Monday, August 20, 2012
Perhaps that's a small thing of which to be reminded, but I think doing so can serve a valuable purpose, especially today, on the 122nd anniversary of Lovecraft's birth. Like so many cultural icons, I think it's all too easy to forget that Lovecraft was a human being before he became a geek totem. He was born into a particular family at a particular place and time and he lived a life apart from his having been one of the supremely influential writers of the 20th century.

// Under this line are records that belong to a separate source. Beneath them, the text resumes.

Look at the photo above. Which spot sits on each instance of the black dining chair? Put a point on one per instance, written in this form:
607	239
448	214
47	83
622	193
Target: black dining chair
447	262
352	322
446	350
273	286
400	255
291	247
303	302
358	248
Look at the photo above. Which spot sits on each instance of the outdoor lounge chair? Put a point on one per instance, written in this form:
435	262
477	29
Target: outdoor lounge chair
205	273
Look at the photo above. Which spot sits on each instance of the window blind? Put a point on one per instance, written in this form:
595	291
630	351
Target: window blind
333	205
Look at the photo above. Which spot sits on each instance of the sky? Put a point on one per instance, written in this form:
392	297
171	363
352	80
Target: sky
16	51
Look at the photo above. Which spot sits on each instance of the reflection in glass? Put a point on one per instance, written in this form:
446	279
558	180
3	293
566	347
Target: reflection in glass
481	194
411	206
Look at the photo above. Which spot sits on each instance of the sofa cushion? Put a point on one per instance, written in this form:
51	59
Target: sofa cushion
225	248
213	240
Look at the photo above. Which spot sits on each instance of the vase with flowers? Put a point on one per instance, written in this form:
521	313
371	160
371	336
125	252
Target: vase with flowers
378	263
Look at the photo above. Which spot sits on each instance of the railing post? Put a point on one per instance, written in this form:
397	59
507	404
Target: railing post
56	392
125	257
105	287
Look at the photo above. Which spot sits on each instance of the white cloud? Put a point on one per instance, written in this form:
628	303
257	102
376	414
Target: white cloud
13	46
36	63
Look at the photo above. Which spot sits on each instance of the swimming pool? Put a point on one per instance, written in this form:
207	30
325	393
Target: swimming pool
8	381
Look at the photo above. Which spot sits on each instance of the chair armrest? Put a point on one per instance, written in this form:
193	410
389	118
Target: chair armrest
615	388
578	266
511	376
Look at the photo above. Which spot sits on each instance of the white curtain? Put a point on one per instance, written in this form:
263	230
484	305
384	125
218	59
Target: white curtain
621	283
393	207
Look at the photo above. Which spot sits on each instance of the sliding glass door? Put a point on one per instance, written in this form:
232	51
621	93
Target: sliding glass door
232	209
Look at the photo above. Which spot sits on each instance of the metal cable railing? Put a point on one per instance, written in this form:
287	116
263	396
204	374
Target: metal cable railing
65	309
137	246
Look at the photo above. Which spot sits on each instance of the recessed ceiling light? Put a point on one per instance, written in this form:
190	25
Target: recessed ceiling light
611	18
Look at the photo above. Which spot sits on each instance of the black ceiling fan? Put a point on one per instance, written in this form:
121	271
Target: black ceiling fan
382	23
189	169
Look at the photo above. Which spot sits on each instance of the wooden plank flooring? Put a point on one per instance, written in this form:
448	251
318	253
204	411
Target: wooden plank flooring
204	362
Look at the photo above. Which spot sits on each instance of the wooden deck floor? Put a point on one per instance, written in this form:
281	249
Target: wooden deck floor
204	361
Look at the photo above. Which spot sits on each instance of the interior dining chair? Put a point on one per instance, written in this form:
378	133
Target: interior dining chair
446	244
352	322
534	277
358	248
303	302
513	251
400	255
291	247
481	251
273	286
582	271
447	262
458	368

Too often, I feel, HPL the Man is forgotten in favor of HPL the Legend and, while I, of all people, certainly don't object to the lionization of Lovecraft, we must never lose sight of the person behind the writing. He had his virtues and his flaws, like all men do, and they both contributed to making him the writer that he was, a writer who continues to fascinate and frustrate more than a century after his birth. That's probably why, as I get older, I find myself reading and re-reading books about Lovecraft's life as much as books containing Lovecraft's stories. It's also probably Lovecraft's letters hold so much interest; even moreso than his stories, his correspondence opens windows into the man, warts and all.
None of this is meant to deny the lasting interest and power of Lovecraft's literary output, but I thought today, when so many of us will take a moment to praise HPL as the creator of the Cthulhu Mythos and the father of modern horror, it'd be appropriate to remember him as more than that: a human being.